Against a basket of currencies, the dollar was 0.18% higher at 99.744, just shy of the 100 mark, a level not touched in nearly three years.
Financial markets were little moved by U.S. unemployment data. There was encouraging news on the struggling manufacturing sector, with other data showing factory activity in the mid-Atlantic region accelerated to a three-year high in February, likely as tensions diminished in the 19-month trade war between the United States and China.
The U.S. economy is showing no signs of losing steam, U.S Federal Reserve Vice Chair Richard Clarida said in an upbeat assessment of the outlook that showed little alarm about the coronavirus outbreak.

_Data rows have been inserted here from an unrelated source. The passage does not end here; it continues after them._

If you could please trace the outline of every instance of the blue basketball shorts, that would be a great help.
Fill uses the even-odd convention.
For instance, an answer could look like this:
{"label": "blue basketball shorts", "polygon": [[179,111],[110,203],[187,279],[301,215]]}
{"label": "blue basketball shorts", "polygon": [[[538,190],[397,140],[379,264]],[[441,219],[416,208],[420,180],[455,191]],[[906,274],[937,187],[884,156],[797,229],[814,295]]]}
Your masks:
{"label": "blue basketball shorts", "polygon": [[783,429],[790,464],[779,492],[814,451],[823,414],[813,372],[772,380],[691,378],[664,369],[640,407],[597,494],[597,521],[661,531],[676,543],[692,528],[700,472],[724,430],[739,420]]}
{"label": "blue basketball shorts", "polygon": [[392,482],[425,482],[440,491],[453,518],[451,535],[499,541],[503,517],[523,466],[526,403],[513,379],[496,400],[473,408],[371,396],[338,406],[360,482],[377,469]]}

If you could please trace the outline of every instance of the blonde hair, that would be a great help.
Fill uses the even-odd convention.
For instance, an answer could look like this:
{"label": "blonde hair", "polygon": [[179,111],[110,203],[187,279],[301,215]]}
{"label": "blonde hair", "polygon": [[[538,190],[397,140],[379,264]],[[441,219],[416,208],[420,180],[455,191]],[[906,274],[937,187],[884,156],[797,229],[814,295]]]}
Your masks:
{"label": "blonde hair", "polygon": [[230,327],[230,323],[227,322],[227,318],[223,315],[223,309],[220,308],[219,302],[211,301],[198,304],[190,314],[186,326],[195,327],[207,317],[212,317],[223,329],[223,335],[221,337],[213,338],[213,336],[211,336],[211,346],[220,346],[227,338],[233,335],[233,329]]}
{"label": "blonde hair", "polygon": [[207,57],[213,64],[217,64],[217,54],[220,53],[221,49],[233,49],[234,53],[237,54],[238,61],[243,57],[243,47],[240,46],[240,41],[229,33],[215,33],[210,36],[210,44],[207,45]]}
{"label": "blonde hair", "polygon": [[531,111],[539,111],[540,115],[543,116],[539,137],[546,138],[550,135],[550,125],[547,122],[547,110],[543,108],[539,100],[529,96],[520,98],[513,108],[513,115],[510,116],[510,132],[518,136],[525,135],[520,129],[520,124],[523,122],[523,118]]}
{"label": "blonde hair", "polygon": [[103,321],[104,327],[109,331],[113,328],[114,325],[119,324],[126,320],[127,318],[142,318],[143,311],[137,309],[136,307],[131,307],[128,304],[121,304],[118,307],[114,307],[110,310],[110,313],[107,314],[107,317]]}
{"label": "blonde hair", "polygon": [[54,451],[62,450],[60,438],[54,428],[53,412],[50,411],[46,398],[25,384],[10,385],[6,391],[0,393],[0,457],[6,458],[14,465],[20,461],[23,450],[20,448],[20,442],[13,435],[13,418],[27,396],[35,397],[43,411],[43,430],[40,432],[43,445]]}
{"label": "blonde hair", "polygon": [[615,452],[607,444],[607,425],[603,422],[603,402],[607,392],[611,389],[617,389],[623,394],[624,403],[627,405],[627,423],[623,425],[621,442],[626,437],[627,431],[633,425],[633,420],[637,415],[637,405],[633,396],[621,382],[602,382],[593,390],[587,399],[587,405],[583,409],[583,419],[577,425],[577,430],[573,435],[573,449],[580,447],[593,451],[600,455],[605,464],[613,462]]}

The Australian dollar slid to a near 11-year trough as data showing a surprisingly sharp rise in unemployment added to the case for further cuts in interest rates at a time when markets were already skittish over the coronavirus. The Aussie was 0.76% lower against the greenback.
Sterling plunged to a three-month low against the dollar as the greenback’s broad-based strength swept away recent pound gains which were driven by the appointment of a new, potentially high-spending British finance minister.